When the song ended, Whit flung himself onto the small Oriental rug on the floor and sighed, “I am already dragging my feet to slow the circles down, Mummy.”  And he is.  But wow, so am I.  I am mostly frantic about and occasionally resigned to the rotation of the years.  It occurred to me that Circle Game could well be an alternative title for the book I’m writing.  Subtitle : captive on a carousel of time.

Are there songs that are laden with memories and emotion for you?  Are there song lyrics that speak directly to your heart?

Writing, living, and wild dreams

So, the final installment of the marvelous anniversary questions … I have saved the big questions, the ones I really struggled with, for last.

How has writing changed my living?

Certainly writing here, and in other places, has made me pay more attention to the details of my life.  There is no question I’m more mindful – I even meditate sometimes, which those of you who have known me a long time will find hilarious, even shocking.  In some ways, however, this is just another manifestation of an essential trait.  I was always slightly removed, the official photographer, and I still am, hovering a bit at the edges, watching, observing.  I still take a lot of pictures, but I’m often composing sentences in my head, paying close attention, trying to engrave the details of a moment on my brain.  So while I think there has been a change, for sure, I think the basic tendency always existed.

Has writing improved my ability to linger in the moments?

This is a hard one.  I think it’s improved my commitment to do so.  For sure.  Writing has made crystal clear for me that my life is right here in the moments, and has thus shown me how critically important it is to really live them.  But has it made me better at doing so?  I’m honestly not sure.

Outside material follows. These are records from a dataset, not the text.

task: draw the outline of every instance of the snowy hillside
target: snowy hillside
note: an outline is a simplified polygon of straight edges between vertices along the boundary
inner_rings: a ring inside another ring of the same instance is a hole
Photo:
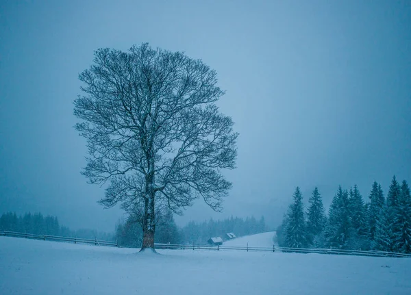
[[[259,239],[263,241],[264,236]],[[209,250],[168,250],[160,251],[162,255],[137,251],[0,237],[0,294],[411,294],[409,259]]]
[[[275,231],[258,233],[256,235],[246,235],[245,237],[237,238],[224,242],[224,246],[232,247],[273,247],[273,238],[275,235]]]

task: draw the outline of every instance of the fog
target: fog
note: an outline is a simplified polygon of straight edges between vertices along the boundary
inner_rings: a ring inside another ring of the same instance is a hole
[[[123,211],[80,175],[73,101],[93,51],[143,42],[215,69],[240,133],[223,211],[198,200],[179,225],[264,215],[273,227],[297,185],[327,207],[338,185],[366,200],[374,180],[410,181],[411,8],[360,2],[2,1],[0,214],[114,230]]]

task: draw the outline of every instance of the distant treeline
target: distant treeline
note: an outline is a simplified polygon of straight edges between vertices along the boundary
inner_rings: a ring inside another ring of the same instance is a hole
[[[223,220],[192,221],[180,229],[175,224],[173,214],[169,212],[156,226],[154,240],[156,243],[164,244],[205,244],[210,238],[224,238],[227,233],[232,232],[237,236],[242,236],[262,233],[266,229],[263,216],[260,220],[254,217],[243,219],[232,216]],[[116,237],[120,246],[140,247],[142,241],[142,229],[137,222],[123,221],[116,226]]]
[[[386,198],[374,181],[367,203],[357,185],[340,186],[327,215],[316,188],[306,211],[298,187],[293,198],[277,231],[279,246],[411,253],[411,196],[405,180],[400,184],[394,177]]]
[[[115,240],[113,234],[99,232],[92,229],[81,229],[72,231],[67,227],[60,226],[57,217],[41,213],[26,213],[19,215],[15,212],[7,212],[0,217],[0,231],[17,231],[34,235],[61,235],[85,239],[97,238],[101,240]]]

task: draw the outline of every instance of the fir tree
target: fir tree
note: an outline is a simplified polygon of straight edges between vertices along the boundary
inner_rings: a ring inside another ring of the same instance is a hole
[[[391,251],[391,228],[388,224],[388,208],[383,205],[379,209],[375,222],[374,240],[371,241],[371,248],[381,251]]]
[[[382,210],[385,200],[384,192],[377,181],[374,181],[369,195],[370,207],[369,210],[369,234],[371,243],[375,240],[377,220]]]
[[[401,186],[394,224],[395,250],[403,253],[411,253],[411,196],[408,183],[405,180]]]
[[[308,200],[310,207],[307,213],[307,238],[310,245],[315,245],[314,241],[325,226],[325,216],[323,199],[316,187]]]
[[[397,181],[395,176],[394,176],[387,195],[387,223],[390,228],[390,251],[397,251],[397,245],[395,242],[397,238],[395,235],[396,233],[401,231],[400,225],[396,222],[398,211],[398,201],[400,194],[401,187]]]
[[[354,249],[365,249],[369,248],[367,239],[367,226],[365,216],[364,200],[357,185],[353,190],[350,188],[349,209],[351,226],[353,230],[351,246]]]
[[[340,248],[351,247],[352,230],[349,218],[348,192],[338,188],[329,210],[329,220],[325,229],[327,245]]]
[[[303,196],[297,186],[292,197],[294,203],[290,205],[286,229],[286,245],[291,248],[306,246],[306,225]]]

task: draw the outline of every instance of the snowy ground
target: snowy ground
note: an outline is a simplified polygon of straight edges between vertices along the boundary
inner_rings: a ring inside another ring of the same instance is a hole
[[[267,233],[258,233],[258,235],[247,235],[245,237],[237,238],[223,243],[224,246],[231,247],[264,247],[273,248],[273,238],[275,235],[275,231],[269,231]]]
[[[411,294],[410,259],[136,252],[0,237],[0,294]]]

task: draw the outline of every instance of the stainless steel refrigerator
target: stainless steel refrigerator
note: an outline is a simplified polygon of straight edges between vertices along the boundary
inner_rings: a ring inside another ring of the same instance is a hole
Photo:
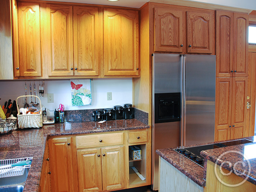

Does writing about the heavy stuff take it off my chest or result in more pondering?

To the extent that writing helps me figure out what it is I’m thinking about, it takes things off of my chest.  But the truth is I’ve always got heavy thoughts with me, weighty stuff sitting right over my lungs.  I never shed that, or rarely, so I’m not sure it makes a huge difference, writing through it here.  That said, I’m not sure my goal is to get rid of it, either.  I think it’s just part of who I am, a component of what beats through my veins as surely as the stuff in my blood.

What are my dreams, and what does the wild inside of me dream of?

I’m shocked by how hard this is for me to answer.  I dream of writing and publishing a book.  I dream of my children growing up happy, content, and knowing who they are and what road they want to take.  My sister’s sojourn in Jerusalem is awaking a long-buried desire for adventure, so I dream of finding ways to incorporate that in my life with my family.  I’m a little ashamed that I can’t answer this more completely or compellingly.

Do I talk about these questions with my friends and family? Do I live my life this deeply?

I talk about these questions with certain dear friends.  There are a few, and I do mean a few, native speakers with whom I discuss these topics.  Mostly, truthfully, I fear that the contents of my heart and mind are a bit too weighty for the average friend, and I fear scaring them off.  So if I don’t have these conversations more often, it’s in large part because I don’t think it’s wanted by the other person.
Do I live my life this deeply?  I think so.  I have written before about how the person in this blog is the authentic me, and the in-person me is still figuring out how to entirely embody all that I know I care about and intend.  So nothing here is artificial, and given that I write about what it is to live a life I think it follows that I do live this deeply.  But I’m curious, to those who know me (if any of you are still reading), what you think of this.  Do I?